In the first one, the Alpha and his son. Nobles in silk. Then the two males who were with Elske. Gerhard and Matthis, I remembered. Their jaws were clenched, their hands fisted on their knees.
And at the far end, her.
She sat in the last chair, her back ramrod straight, her eyes fixed on the ten males. Rage and unshed tears. I didn’t need to be closer to feel it all. It thrummed through me, fierce and nerve-deep, my wolf drinking it in as if it were our own.
“She will go to them,” Adelmar said, his voice heavy and quiet.
“While her father and brother are distracted with feasting and gloating, she’ll help tend their wounds.
She’ll go to their families, make sure they have food, that they're safe, as much as safety exists here. Sometimes Gerhard will go with her. Sometimes Matthis will. Most of the time, she’ll go alone. ”
“Why?”
“Because she loves this pack. And because justice drives her.” He turned to me. “What drives you, Dierk?”
“Blood.”
He nodded. “Then blood is what you’ll have.”
He sighed and went back to the table. I followed, resuming my meal.
“You’re impressive as a male,” he said, filling a cup with tea and sitting in front of me. “But as a wolf, you’re majestic.”
My wolf went still. He observed Adelmar in the way he only did when something bigger moved beneath the surface. I only nodded. “Thank you.”
“And you both stink clear through until next Samhain. Finish your food, Dierk the Stray. Then I’ll call for a bath and clothes that haven’t mopped dungeon floors. By then, Elske should be done.”
ELSKE
I WASN’T EXHAUSTED, or not in a physical way. But I was drained. My heart bled for the males who’d paid such a steep price for defiance–either levies they couldn’t meet, or for whispering against the Alpha or his son. My own blood.

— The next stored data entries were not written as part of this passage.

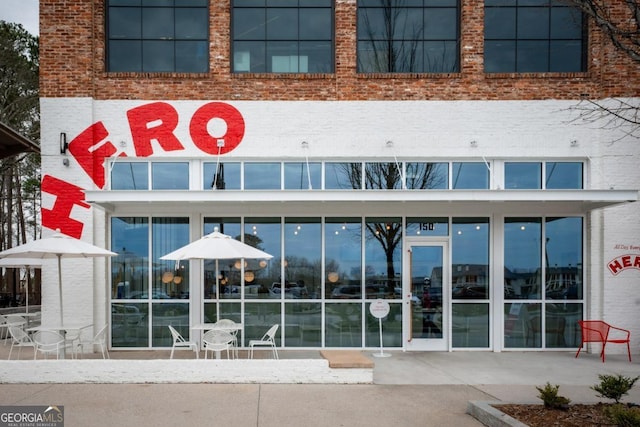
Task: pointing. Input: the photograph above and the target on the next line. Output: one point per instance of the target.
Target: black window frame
(270, 43)
(133, 59)
(409, 65)
(516, 62)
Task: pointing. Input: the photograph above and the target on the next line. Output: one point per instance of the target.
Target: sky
(23, 12)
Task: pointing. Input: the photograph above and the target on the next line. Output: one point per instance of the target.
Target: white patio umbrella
(216, 246)
(57, 246)
(22, 263)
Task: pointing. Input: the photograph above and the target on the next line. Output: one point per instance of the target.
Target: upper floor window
(408, 36)
(533, 36)
(158, 36)
(282, 36)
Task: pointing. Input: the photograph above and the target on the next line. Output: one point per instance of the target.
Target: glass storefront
(326, 271)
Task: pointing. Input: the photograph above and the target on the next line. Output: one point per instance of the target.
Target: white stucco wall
(434, 130)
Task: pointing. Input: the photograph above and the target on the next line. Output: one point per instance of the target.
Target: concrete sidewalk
(409, 389)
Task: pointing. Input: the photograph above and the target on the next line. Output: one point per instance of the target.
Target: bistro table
(231, 329)
(67, 328)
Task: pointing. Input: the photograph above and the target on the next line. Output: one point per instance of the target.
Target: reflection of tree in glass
(389, 51)
(393, 42)
(422, 176)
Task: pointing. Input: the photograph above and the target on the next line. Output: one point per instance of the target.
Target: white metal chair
(100, 339)
(267, 339)
(19, 338)
(47, 342)
(179, 341)
(16, 320)
(231, 327)
(217, 341)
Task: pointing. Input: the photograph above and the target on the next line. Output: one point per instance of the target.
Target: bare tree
(623, 31)
(19, 109)
(387, 176)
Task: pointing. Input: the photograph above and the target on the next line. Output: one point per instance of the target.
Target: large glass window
(470, 258)
(129, 176)
(563, 175)
(221, 277)
(551, 321)
(170, 280)
(170, 176)
(265, 234)
(563, 254)
(221, 176)
(158, 36)
(522, 175)
(470, 176)
(533, 36)
(343, 325)
(383, 257)
(293, 36)
(418, 36)
(343, 258)
(470, 325)
(522, 258)
(148, 293)
(129, 270)
(302, 176)
(303, 259)
(342, 176)
(262, 176)
(427, 176)
(382, 176)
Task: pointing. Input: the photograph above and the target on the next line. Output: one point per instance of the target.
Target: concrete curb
(223, 371)
(490, 416)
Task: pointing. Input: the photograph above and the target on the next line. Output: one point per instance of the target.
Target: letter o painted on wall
(198, 128)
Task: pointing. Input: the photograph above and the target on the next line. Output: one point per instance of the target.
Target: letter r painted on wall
(66, 197)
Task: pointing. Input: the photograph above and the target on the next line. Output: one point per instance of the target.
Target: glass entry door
(426, 300)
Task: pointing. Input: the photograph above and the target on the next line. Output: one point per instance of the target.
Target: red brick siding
(72, 39)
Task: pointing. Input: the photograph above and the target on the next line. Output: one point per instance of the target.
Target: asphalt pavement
(409, 389)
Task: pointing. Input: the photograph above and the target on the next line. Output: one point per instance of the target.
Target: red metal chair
(598, 331)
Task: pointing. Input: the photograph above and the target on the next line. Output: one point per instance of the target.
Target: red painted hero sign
(156, 121)
(624, 262)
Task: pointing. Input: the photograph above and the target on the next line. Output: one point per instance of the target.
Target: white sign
(379, 309)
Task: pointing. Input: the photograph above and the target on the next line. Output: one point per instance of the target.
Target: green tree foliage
(19, 109)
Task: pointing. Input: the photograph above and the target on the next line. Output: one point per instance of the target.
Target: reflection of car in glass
(561, 290)
(469, 290)
(291, 290)
(355, 291)
(155, 294)
(346, 292)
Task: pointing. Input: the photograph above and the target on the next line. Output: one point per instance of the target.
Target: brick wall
(72, 56)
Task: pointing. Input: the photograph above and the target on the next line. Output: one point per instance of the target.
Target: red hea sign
(624, 262)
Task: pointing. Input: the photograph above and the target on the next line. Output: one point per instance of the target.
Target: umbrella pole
(60, 286)
(217, 279)
(27, 279)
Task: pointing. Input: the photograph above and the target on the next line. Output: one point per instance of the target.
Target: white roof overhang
(398, 202)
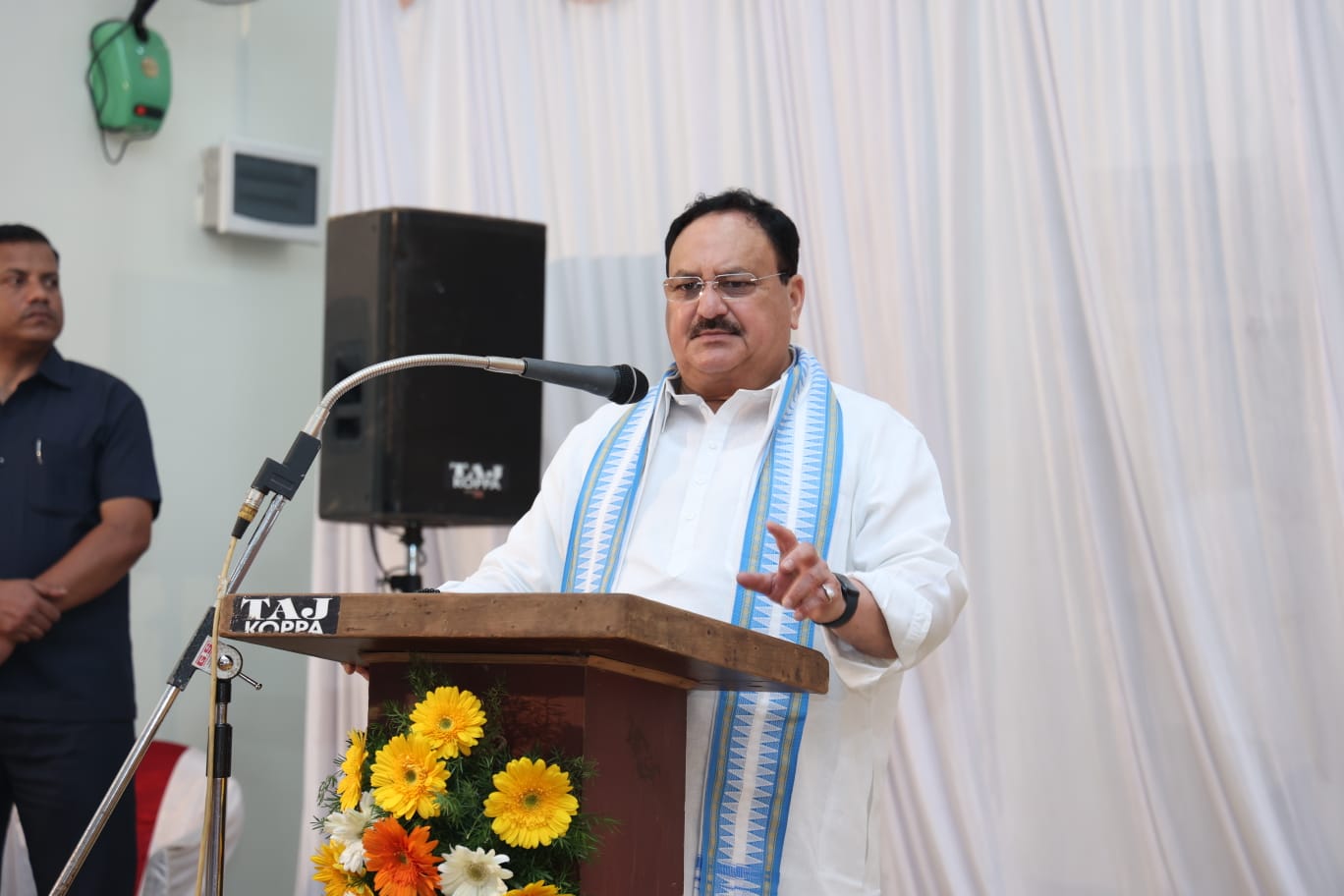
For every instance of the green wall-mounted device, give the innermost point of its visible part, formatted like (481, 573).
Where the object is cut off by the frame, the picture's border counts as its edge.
(130, 77)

So they brought them out like beasts for sport.
Ten males hauled onto the platform, shirts ripped, flesh marked with old cords or new weals.
The flogger walked slowly, the whip at his whip coiled like a hungry snake.
The lash was thick leather braided with metal wire, so each strike shredded deeper. Crueler.
And then it began.
Every crack threw up a spray of red that startled the pretty morning light.
The males tried to curl away but were held upright with ropes and shackled in wolfsbane to stop their wolves.
Some leaned on the bodies of others, their fists white where they gripped the ropes to stop themselves from collapsing.
The air tasted like iron and sweat and the ugly tang of fear.
Children pressed at railings farther back, hands over their mouths. Wives knelt on the flagstones, cheeks wet. Not even a prayer was left on their lips.